[Datetime-SIG] What's are the issues?

Chris Angelico rosuav at gmail.com
Wed Jul 29 07:04:36 CEST 2015


On Wed, Jul 29, 2015 at 1:13 PM, Tim Peters <tim.peters at gmail.com> wrote:
> [Chris Angelico <rosuav at gmail.com>]
>> What if the existing timedelta is left as-is,
>
> That much isn't a "what if" - that much is a requirement ;-)

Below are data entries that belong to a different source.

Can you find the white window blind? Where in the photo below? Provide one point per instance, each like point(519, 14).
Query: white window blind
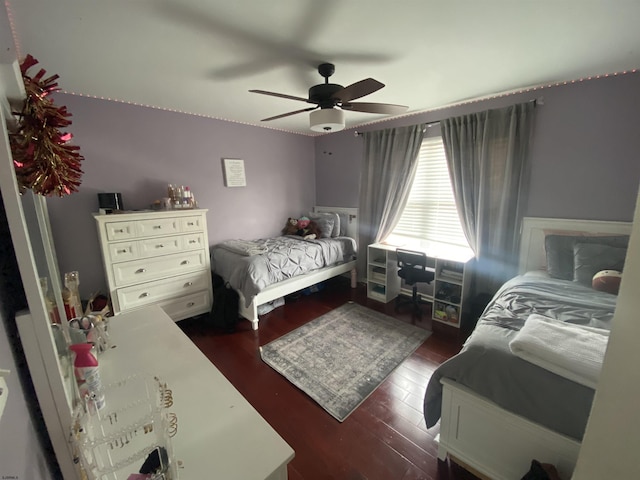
point(431, 212)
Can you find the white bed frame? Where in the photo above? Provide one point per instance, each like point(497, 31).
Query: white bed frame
point(291, 285)
point(488, 440)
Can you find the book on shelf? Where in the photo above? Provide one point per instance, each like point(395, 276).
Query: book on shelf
point(454, 274)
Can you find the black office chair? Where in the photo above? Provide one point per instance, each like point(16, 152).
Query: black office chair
point(413, 269)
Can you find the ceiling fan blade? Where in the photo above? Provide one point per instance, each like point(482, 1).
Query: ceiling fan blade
point(287, 114)
point(282, 95)
point(384, 108)
point(357, 90)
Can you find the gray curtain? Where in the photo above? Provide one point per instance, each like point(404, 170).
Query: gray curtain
point(487, 154)
point(390, 162)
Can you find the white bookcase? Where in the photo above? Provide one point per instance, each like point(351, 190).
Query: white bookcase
point(447, 292)
point(450, 287)
point(383, 283)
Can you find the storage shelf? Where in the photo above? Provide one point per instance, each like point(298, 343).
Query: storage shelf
point(383, 283)
point(451, 281)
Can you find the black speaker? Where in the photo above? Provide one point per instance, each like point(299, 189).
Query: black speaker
point(108, 202)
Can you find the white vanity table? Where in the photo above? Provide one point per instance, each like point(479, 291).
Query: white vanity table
point(220, 435)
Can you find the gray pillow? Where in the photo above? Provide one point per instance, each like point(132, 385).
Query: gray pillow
point(317, 216)
point(590, 258)
point(325, 225)
point(560, 255)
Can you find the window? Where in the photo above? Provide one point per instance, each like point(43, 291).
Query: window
point(431, 214)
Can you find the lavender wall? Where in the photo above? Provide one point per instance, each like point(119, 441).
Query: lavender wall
point(585, 151)
point(584, 164)
point(137, 151)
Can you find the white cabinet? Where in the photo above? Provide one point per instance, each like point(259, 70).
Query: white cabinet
point(157, 258)
point(383, 283)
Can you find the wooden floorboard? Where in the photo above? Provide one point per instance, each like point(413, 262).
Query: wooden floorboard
point(385, 438)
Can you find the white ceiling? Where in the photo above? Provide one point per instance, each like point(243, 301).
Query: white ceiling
point(202, 56)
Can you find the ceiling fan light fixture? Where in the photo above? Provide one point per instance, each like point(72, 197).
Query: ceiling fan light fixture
point(327, 120)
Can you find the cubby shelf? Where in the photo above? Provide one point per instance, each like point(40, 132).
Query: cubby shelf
point(449, 287)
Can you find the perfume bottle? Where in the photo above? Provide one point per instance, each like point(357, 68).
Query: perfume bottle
point(72, 283)
point(52, 310)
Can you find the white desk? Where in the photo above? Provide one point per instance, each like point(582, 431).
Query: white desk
point(220, 435)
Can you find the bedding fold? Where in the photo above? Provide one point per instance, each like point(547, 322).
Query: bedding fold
point(574, 352)
point(244, 247)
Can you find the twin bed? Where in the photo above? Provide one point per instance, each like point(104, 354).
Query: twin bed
point(498, 411)
point(265, 270)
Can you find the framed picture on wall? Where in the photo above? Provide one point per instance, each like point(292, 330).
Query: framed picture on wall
point(234, 175)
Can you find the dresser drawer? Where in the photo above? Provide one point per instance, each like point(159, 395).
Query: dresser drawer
point(159, 246)
point(122, 252)
point(120, 230)
point(153, 292)
point(148, 269)
point(188, 306)
point(193, 241)
point(192, 224)
point(157, 226)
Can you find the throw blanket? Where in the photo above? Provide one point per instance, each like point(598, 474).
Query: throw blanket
point(243, 247)
point(571, 351)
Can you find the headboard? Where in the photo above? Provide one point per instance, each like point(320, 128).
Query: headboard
point(534, 229)
point(352, 216)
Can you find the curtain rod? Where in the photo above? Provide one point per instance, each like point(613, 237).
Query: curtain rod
point(537, 101)
point(430, 124)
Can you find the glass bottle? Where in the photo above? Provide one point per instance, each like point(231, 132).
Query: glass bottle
point(72, 284)
point(52, 310)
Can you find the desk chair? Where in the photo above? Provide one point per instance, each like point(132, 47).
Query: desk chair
point(413, 269)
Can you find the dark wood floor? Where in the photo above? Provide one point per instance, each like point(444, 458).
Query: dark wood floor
point(385, 438)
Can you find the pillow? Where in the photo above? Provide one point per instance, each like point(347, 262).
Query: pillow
point(325, 225)
point(590, 258)
point(335, 230)
point(344, 221)
point(607, 281)
point(560, 255)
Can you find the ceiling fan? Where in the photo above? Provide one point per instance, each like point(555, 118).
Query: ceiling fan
point(331, 100)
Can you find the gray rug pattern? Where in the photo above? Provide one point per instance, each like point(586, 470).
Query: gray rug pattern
point(340, 358)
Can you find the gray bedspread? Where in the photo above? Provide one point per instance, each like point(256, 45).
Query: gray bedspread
point(285, 257)
point(486, 365)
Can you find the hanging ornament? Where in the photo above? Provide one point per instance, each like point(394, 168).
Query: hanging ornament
point(43, 159)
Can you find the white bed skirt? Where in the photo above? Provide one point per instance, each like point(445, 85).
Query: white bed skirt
point(292, 285)
point(497, 443)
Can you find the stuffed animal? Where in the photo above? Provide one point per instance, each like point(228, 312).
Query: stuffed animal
point(302, 227)
point(291, 227)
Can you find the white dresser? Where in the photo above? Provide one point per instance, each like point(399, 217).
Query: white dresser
point(159, 258)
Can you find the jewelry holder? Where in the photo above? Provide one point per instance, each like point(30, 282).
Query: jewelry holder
point(130, 437)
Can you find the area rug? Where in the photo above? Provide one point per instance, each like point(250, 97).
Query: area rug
point(340, 358)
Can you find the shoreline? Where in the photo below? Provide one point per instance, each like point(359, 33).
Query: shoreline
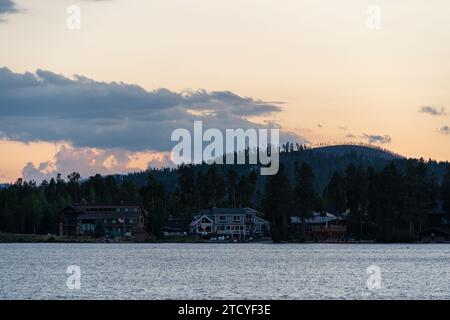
point(37, 238)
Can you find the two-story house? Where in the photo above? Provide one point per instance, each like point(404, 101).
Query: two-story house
point(235, 223)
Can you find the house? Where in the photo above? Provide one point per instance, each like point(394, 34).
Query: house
point(234, 223)
point(320, 227)
point(438, 225)
point(176, 227)
point(103, 220)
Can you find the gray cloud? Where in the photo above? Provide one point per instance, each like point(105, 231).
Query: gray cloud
point(7, 7)
point(44, 106)
point(375, 138)
point(433, 110)
point(445, 130)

Heh, sure. Vagaries of the English language sometimes result in an
apparent suggestion like this :)

>> and a new calendardelta type is introduced? Instead of folding
>> everything down to a simple microsecond count, it would retain
>> the exact values it was given,
>> so calendardelta(days=1) != calendardelta(seconds=86400).
>> When you add a calendardelta to an aware datetime, it performs
>> what you're describing as calendar arithmetic
>
> That's what the _current_ timedelta already does (things like "same
> time tomorrow", "same time in 25000 weeks", and "same time plus an
> hour 57 days ago" are all trivially done already by datetime +
> timedelta operations).

Except that it isn't possible to distinguish "add 86400 seconds" from
"add 1 day". It's fine for adding to a naive datetime, as they're
equivalent, but they differ with aware datetimes - hence the notion of
having a different way to add to them.

The semantics would be that adding any unit to an aware datetime *will
not change* any unit of finer resolution, unless the result would
otherwise be impossible to represent. So when you add 1 day to 9AM
today, you get 9AM tomorrow; but when you add 24 hours to 9AM today,
you might get 10AM tomorrow, because one hour got snipped out of the
intervening night. Similarly, adding 1 year to Feb 23rd 2012 will
result in Feb 23rd 2013 (has added 366 days), but adding 1 year to Feb
23rd 2013 will add only 365 days; this is a concept that the current
timedelta simply can't handle, as it doesn't work in any unit larger
than the day.

There is one edge case that I'm aware of, and that's where the simple
calculation results in an invalid timestamp - either because the clock
jumps forward (DST switch) or because you would land on a leap day. In
each case, it's possible only when you're moving in a unit greater
than the one that's being adjusted - you can't land on Feb 29th 2015
by moving X days, because it'll count days right past it, so you must
have been moving months or years. When you move forward, the obvious
thing is to jump forward by a distance exactly equal to the gap - one
extra day to land on March 1st, or one extra hour to land at 3AM - but
I'm not sure what the best solution is when moving backward.

Are there any other nasty edge cases?